The ObamaCare Replacement Plan – Part II


In Part I of this post I described in general terms the Republican plan to replace ObamaCare as put forth in a bill sponsored by Rep. Pete Sessions and Sen. Bill Cassidy known as the Sessions-Cassidy plan. Today I will discus how this plan improves on ObamaCare.

The Sessions-Cassidy ObamaCare Replacement Plan

The Sessions-Cassidy plan represents a different approach to healthcare reform than ObamaCare. Here is a comparison of the different approaches:

ObamaCare (the Democratic approach) is a defined benefit approach. It established first all of the benefits they wanted people to have (such as free contraceptives, free mammograms, no life time limits, etc.) and then added up the costs. Then they determined how much the government would pay of those costs. Anything over that amount fell to consumers to pay.

Realizing that many Americans would not want to purchase insurance and that would drive up the costs for everyone, Democrats insisted on an Individual Mandate. With that approach, 33 million were left uninsured, not to mention those who have insurance but cannot afford to pay the high deductibles.

Sessions/Cassidy (the Republican approach) takes a defined contribution approach. They give people a tax credit and then let competition in the marketplace determine what people will be able to buy for that amount. The credit is approximately equal to the federal government’s contribution to privately administered Medicaid. If the state chips in its share of Medicaid money, low-income families should have access to private insurance plans for only a few dollars a month.

Economist John C. Goodman explains the differences: “The Republican plan has a floor – below which no one will fall. That floor can be expected to look like Medicaid and in some cases maybe even like VA care. It will not be the most desirable plan around. But unlike ObamaCare, everyone potentially will be insured. Everyone will have access to basic care.”

Therefore the Sessions-Cassidy plan solves the problem of achieving universal coverage. Only those who choose not to participate will be without coverage.

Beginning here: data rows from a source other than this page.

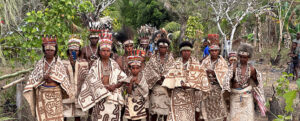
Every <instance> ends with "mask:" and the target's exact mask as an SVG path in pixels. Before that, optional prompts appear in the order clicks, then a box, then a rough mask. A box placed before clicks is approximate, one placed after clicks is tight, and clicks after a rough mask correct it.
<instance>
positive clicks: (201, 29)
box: [185, 16, 203, 39]
mask: <svg viewBox="0 0 300 121" xmlns="http://www.w3.org/2000/svg"><path fill="white" fill-rule="evenodd" d="M202 31H203V26H202V24H201V22H200V17H197V16H189V19H188V21H187V28H186V30H185V35H186V37H188V38H190V39H196V38H197V36H199V34H200V33H202ZM197 39H199V38H197Z"/></svg>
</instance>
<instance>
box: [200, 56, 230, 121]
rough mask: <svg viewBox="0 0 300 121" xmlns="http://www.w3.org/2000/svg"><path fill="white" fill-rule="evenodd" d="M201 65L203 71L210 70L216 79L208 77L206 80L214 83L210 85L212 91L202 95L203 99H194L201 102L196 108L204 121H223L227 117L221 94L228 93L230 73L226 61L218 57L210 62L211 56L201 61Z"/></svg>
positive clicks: (228, 67)
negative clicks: (201, 62) (214, 59)
mask: <svg viewBox="0 0 300 121" xmlns="http://www.w3.org/2000/svg"><path fill="white" fill-rule="evenodd" d="M202 65H203V66H204V67H205V69H210V70H213V71H214V72H215V74H216V77H211V76H209V75H208V76H209V77H208V78H209V79H210V80H215V81H216V82H214V83H213V84H212V83H211V84H212V90H211V91H210V92H208V93H203V95H202V96H203V97H205V99H196V102H199V101H198V100H201V101H200V103H198V104H200V105H197V108H199V109H200V111H201V114H202V118H203V119H205V120H208V121H215V120H223V119H224V118H225V117H227V115H228V114H227V107H226V103H225V100H224V97H223V92H224V91H225V90H228V91H230V73H229V67H228V64H227V61H226V60H225V59H224V58H223V57H222V56H219V58H218V59H217V60H216V61H215V62H212V61H211V56H210V55H209V56H208V57H207V58H205V59H204V60H203V61H202ZM196 97H198V96H196Z"/></svg>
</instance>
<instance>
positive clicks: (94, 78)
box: [78, 59, 129, 111]
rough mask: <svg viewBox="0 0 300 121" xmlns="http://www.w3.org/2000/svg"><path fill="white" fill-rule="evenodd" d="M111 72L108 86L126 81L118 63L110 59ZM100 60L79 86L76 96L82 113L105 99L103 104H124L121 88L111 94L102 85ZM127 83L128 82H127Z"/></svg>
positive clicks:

The Sessions-Cassidy plan obliterates the unfair tax treatment of health insurance we have lived with since World War II ended. Everyone will get the same tax credit, regardless of where the insurance is obtained – at work or in the marketplace.

Everyone will get their tax subsidy up front – subsidizing the basic costs of healthcare insurance – without encouraging more expensive plans as the current system does. (This eliminates the need for the “Cadillac tax” that was written into ObamaCare to discourage expensive plans.)

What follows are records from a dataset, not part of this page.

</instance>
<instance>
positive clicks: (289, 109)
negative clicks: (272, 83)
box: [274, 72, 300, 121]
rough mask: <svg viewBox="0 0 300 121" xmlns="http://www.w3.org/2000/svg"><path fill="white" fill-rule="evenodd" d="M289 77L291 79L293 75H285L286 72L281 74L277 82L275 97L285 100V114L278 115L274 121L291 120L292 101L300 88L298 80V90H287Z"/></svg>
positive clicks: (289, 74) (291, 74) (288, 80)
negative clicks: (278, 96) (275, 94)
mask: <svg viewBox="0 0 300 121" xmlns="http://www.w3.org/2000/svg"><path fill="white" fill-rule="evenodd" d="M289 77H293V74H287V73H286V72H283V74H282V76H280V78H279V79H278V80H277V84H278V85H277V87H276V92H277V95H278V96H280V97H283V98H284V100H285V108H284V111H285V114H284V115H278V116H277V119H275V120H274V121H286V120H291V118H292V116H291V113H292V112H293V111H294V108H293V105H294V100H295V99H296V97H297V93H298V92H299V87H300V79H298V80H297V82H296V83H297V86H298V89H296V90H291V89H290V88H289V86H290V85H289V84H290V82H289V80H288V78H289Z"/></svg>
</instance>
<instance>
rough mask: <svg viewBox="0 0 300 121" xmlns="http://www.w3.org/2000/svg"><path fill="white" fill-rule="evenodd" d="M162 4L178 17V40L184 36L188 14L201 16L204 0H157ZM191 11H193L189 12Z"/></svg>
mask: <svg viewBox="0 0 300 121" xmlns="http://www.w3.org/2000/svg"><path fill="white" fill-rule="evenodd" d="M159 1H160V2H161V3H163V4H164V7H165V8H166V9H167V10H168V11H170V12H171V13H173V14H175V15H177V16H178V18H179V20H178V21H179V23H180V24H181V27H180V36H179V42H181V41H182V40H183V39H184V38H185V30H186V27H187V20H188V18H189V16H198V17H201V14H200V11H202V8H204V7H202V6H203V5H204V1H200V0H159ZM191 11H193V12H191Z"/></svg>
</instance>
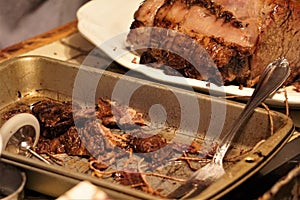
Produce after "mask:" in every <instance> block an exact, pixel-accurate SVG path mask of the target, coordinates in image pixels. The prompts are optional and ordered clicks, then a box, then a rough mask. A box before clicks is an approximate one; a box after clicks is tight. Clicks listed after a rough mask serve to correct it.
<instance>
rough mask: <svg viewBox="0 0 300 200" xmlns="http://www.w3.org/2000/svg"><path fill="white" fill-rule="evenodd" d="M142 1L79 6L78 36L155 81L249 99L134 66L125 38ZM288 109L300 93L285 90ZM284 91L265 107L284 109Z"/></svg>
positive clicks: (235, 91)
mask: <svg viewBox="0 0 300 200" xmlns="http://www.w3.org/2000/svg"><path fill="white" fill-rule="evenodd" d="M142 1H143V0H128V1H124V0H93V1H90V2H88V3H86V4H85V5H83V6H82V7H81V8H80V9H79V10H78V12H77V18H78V29H79V32H80V33H81V34H82V35H83V36H84V37H86V38H87V39H88V40H89V41H91V42H92V43H93V44H94V45H96V46H97V47H99V48H100V49H101V50H103V51H104V52H105V53H106V54H107V55H108V56H110V57H111V58H113V59H114V60H115V61H116V62H118V63H119V64H121V65H123V66H124V67H126V68H128V69H130V70H134V71H138V72H140V73H143V74H145V75H147V76H148V77H151V78H153V79H156V80H160V81H164V82H170V83H175V84H180V85H185V86H192V87H195V88H198V89H200V90H202V91H209V92H225V93H226V94H227V95H236V96H250V95H251V94H252V92H253V89H252V88H246V87H244V88H243V89H242V90H241V89H239V87H238V86H234V85H231V86H224V87H217V86H214V85H213V84H207V82H205V81H199V80H195V79H190V78H184V77H180V76H171V75H166V74H164V73H163V71H162V70H159V69H154V68H151V67H147V66H146V65H141V64H136V63H133V62H132V61H133V60H134V59H136V61H137V63H138V61H139V57H138V56H137V55H135V54H133V53H131V52H129V51H128V50H127V49H126V48H125V40H126V35H127V33H128V32H129V27H130V25H131V23H132V22H133V14H134V12H135V11H136V10H137V9H138V7H139V5H140V4H141V2H142ZM286 90H287V95H288V102H289V105H290V106H291V107H293V108H296V107H300V93H298V92H296V91H294V87H292V86H289V87H287V88H286ZM285 100H286V98H285V95H284V90H283V89H280V90H279V91H278V92H277V93H276V94H274V95H273V96H272V98H269V99H268V100H267V103H269V104H270V105H274V106H284V105H285Z"/></svg>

Since employers have no incentive to provide more expensive plans, Goodman says this will result in higher take-home pay for employees. He calculates an increase in take-home pay of $2000 a year or more on average. (Employers will have more money to increase employee pay when they are spending less on healthcare.)

Therefore the Sessions-Cassidy plan solves the problem of controlling costs. With no incentives to spend more, employers will have more to spend on wages.

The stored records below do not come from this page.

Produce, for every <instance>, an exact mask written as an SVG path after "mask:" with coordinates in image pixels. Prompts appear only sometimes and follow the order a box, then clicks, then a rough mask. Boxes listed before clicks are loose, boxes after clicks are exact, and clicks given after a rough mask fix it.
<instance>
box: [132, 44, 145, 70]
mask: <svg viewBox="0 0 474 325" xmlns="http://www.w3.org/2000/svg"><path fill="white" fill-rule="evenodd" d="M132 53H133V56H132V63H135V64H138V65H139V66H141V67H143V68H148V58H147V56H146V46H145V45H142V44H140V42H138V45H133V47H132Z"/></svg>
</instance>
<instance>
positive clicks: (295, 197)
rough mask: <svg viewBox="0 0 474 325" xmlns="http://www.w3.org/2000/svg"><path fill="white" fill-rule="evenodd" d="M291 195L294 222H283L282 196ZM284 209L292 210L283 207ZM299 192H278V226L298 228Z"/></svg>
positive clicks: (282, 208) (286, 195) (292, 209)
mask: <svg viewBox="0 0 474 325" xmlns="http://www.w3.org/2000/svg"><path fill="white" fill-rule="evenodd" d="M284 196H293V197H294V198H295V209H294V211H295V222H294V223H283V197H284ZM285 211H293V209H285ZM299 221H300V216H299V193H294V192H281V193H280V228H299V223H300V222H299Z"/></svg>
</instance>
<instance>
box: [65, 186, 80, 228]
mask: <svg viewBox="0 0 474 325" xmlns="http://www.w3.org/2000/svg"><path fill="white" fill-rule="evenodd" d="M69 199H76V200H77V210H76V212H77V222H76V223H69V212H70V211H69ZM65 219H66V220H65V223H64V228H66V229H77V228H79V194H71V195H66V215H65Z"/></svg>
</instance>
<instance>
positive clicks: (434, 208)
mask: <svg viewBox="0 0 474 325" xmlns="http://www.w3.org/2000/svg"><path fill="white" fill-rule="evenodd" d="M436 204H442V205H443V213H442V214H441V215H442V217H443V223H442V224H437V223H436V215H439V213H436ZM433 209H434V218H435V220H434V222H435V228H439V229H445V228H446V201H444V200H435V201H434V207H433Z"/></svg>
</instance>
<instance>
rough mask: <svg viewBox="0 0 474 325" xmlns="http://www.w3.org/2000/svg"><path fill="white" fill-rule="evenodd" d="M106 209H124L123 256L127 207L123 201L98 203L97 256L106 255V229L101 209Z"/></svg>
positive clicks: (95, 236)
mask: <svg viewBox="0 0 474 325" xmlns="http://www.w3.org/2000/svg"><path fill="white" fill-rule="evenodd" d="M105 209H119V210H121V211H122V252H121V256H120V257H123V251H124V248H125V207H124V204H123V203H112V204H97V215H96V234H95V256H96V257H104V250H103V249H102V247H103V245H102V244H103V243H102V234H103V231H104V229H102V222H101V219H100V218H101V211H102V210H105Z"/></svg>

ObamaCare created perverse incentives for insurers and consumers that resulted in people gaming the system (ObamaCare Rules Encourage Gaming the System) to lower their costs. Insurers tried to attract healthy patients with low cost, poor benefits plans while discouraging sick patients with high costs up front.

With the Sessions-Cassidy plan, when high cost patients leave one plan to enroll in another, the originating plan will have to top up the enrollee’s premium so that the receiving plan gets actuarially fair compensation. With this approach, the sick and the healthy will both be attractive to insurers. Some plans are expected to specialize in the treatment of such chronic conditions as cancer and heart disease and will aggressively compete for these patients. Medical records will travel with patients as they migrate from plan to plan, unless they object.

Therefore the Sessions-Cassidy plan solves the problem of pre-existing medical conditions. Insurers will have no disincentive to accept patients with pre-existing conditions because they will be fairly compensated by the last insurance carrier.

The Sessions-Cassidy plan represents the best ObamaCare alternative ever proposed and should become the center of a Republican plan to repeal and replace this failed healthcare legislation. In subsequent posts I will get into more of the details to explain how this plan solves the many problems that exist today with The Affordable Care Act.